Thirty time-pregnant C57BL/6 female mice (mated pregnant mice) and 20 newborn C57BL/6 mice were used. All C57BL/6 mice were purchased from Shanghai SLAC Laboratory Animal Inc, Shanghai, China.

Methods

Constructs for in situ hybridization

In situ hybridization probe for mouse ADAM10 (NM_007399; bases 208–730 bp, amino acids 68–240) was cloned by PCR and the obtained cDNA fragments were subcloned into pSPT19 vector (Roche Diagnostics (Shanghai) Limited, Shanghai, China) between EcoRI and HindiIII sites.

In situ hybridization

Frozen mouse brains were sectioned coronally at 15 μm using a cryostat (Leica CM1900, Solms, Germany). Frozen sections were air dried and fixed in 4% paraformaldehyde/PBS for 10 minutes. The slices were digested with proteinase K. Prehybridization and hybridization were performed with a 5 × SSC–50% formamide solution to avoid evaporation. After incubation, the sections were washed in 2 × SSC (room temperature) for 30 minutes, in 2 × SSC (50°C) for 1 hour, in 0.1 × SSC (50°C) for 1 hour, and equilibrated in Buffer 1 (100 mM Tris-HCl and 150 mM NaCl, pH 7.5) for 5 minutes. The sections were then incubated at room temperature with alkaline phosphatase-coupled anti-digoxigenin antibody (Roche Diagnostics (Shanghai) Limited, Shanghai, China) diluted 1:5 000 in Buffer 1 containing 0.5% blocking reagent for 2 hours. Excess antibody was removed by two 15-minute washes in Buffer 1, and the sections were equilibrated in Buffer 2 (100 mM Tris-HCl, 100 mM NaCl, and 50 mM MgCl2, pH 9.5) for 5 minutes. Color development was performed at room temperature (30 minutes to 3 days, depending on the amount of transcripts to be detected) in Buffer 2 containing 1.875 mg/mL nitro blue tetrazolium chloride and 0.94 mg/mL 5-bromo-4-chloro-3-indolyl-phosphate.

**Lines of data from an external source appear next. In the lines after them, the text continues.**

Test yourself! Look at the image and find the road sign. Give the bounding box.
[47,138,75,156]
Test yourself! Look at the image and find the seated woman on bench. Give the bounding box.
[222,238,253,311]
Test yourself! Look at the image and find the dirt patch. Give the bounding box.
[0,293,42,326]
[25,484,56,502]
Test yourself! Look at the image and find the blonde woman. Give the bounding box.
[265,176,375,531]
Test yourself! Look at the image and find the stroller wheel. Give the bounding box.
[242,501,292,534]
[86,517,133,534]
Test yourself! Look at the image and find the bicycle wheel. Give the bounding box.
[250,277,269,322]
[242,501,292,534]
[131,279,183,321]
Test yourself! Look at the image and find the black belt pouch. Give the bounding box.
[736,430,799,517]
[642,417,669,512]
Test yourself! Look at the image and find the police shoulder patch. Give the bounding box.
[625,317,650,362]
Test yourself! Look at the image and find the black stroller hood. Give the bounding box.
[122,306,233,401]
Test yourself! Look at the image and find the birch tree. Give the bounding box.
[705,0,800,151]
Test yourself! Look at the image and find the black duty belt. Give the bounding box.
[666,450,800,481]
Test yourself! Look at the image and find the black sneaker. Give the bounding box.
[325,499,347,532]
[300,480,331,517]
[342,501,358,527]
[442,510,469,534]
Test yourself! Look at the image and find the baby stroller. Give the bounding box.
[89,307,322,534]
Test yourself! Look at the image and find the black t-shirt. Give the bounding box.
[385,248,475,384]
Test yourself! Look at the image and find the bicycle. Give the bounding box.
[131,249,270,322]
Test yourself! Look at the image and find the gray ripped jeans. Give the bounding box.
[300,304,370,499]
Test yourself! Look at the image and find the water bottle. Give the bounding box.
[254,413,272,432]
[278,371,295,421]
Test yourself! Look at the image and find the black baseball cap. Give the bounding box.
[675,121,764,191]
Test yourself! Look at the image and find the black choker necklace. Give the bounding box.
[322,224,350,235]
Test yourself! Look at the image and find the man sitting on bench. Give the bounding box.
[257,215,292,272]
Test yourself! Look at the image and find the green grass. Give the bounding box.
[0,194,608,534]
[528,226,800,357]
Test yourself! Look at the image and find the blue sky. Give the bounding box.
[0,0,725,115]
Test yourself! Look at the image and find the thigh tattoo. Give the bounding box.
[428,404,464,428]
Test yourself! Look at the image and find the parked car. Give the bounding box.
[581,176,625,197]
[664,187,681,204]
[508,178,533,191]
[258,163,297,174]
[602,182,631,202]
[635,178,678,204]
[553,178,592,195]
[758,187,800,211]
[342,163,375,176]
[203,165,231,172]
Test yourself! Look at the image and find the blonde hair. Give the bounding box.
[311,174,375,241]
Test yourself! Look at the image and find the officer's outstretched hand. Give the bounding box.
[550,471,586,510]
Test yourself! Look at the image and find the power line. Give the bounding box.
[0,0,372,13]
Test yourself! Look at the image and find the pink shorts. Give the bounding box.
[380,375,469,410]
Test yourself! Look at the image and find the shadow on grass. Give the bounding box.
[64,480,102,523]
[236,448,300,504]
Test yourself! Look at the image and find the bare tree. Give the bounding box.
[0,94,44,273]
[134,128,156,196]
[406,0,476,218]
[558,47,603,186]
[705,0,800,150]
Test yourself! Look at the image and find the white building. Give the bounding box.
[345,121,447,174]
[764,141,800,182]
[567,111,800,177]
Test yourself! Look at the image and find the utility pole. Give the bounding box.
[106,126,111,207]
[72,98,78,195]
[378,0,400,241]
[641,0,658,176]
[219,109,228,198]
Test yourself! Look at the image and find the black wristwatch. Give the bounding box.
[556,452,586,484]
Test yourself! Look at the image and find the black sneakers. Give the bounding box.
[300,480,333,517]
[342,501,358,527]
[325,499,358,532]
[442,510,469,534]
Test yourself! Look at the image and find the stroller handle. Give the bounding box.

ADAM10 (208–730 bp) was cloned into pSPT19 vector and antisense RNA was transcripted using T7 promoter with Roche DIG RNA labeling Kit. Bright field images were taken by using Axiovert-200 microscope (Carl Zeiss, Oberkochen, Germany).

Immunofluorescent staining

Embryonic brains were fixed in 4% paraformaldehyde in PBS overnight and placed in 15% sucrose/PBS for 12 hours and then 30% sucrose/PBS for 24 hours at 4°C. Brains were then embedded in optimal cutting temperature mounting medium and frozen before coronal sectioning at 10 or 20 μm using a cryostat (Leica CM1900, Germany). The following primary antibodies were used: rabbit polyclonal anti-ADAM10 antibody, rabbit polyclonal anti-NICD antibody, rabbit polyclonal anti-S100β antibody, mouse monoclonal anti-Nestin antibody, mouse monoclonal anti-Tuj1 (beta III-tubulin) antibody (all purchased from Abcam, Cambridge, UK) at 1:200 dilution. Sections were then incubated with secondary Cy3-labeled goat antibody (anti-rabbit or anti-mouse, purchased from Beyotime, Suzhou, China) at 1:500 dilution. The negative control was performed using a secondary antibody alone on sections. Fluorescent images were taken using an Olympus IX71 microscope (Olympus, Tokyo, Japan).